Robert, it is a consumer debt. Does a bank still need to notify you about an account frozen or being garnished? Do you practice law in other states as well?

Robert Harlan Stempler

Robert Harlan Stempler

Posted

I only handle cases to be filed or that were filed in California. Yes, the bank is required to give written notice to the account holder of a bank levy. It is typically done my regular U.S. Mail. I am not going to post any more comments on Avvo to this message. Please contact me directly in privately, if you wish. (Please see DISCLAIMER above).

Posted

My colleagues are correct, this happens, and it happens a lot. Most often it is not the collection attorney but a dishonest process server.
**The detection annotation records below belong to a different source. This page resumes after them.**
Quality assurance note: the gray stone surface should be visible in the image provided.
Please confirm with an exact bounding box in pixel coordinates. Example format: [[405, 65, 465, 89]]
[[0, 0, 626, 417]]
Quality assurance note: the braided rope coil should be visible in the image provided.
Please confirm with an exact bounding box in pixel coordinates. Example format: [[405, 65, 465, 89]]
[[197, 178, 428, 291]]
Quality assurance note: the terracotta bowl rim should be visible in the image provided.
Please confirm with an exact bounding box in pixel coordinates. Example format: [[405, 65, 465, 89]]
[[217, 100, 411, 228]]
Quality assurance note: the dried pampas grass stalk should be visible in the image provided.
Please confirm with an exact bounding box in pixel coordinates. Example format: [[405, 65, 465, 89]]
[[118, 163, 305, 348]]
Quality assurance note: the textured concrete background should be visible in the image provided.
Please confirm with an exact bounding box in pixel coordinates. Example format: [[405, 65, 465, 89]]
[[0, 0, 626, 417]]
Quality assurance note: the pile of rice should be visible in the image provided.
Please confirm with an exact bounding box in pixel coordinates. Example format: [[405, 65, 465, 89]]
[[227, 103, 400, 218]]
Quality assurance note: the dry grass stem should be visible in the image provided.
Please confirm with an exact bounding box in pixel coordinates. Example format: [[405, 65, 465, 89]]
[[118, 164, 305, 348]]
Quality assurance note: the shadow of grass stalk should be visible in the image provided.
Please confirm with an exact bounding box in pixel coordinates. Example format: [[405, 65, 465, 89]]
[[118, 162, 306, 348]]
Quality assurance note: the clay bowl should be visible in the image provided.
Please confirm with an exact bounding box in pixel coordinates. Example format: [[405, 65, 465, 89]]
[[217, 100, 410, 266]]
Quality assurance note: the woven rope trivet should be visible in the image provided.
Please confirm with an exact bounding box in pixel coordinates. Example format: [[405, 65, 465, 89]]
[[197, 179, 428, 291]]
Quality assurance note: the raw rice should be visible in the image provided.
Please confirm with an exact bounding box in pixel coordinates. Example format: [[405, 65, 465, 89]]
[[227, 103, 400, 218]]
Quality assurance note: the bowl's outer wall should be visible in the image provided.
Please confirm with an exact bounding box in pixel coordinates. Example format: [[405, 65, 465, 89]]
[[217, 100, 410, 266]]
The question is, what can you do about it? First, do you owe the debt? Second question, whether or not you owe it, is it worth fighting? If you feel you want to dispute the debt, then pull up the file (often in another state) and take a look at the proof of service. If for any reason the service can be shown to have been invalid, which happens more often than we would like to believe, then you have a good chance of setting aside the judgment. I have done this more than a few times.

Keep in mind that all this procedure does is set the clock back to where it was when the case started. You can be re-served, which means you will have to file your answer and defend yourself. Hence the advice that you take a good look at the amount of the debt and your possible defenses. Another alternative is to call the collection agency and work out a settlement.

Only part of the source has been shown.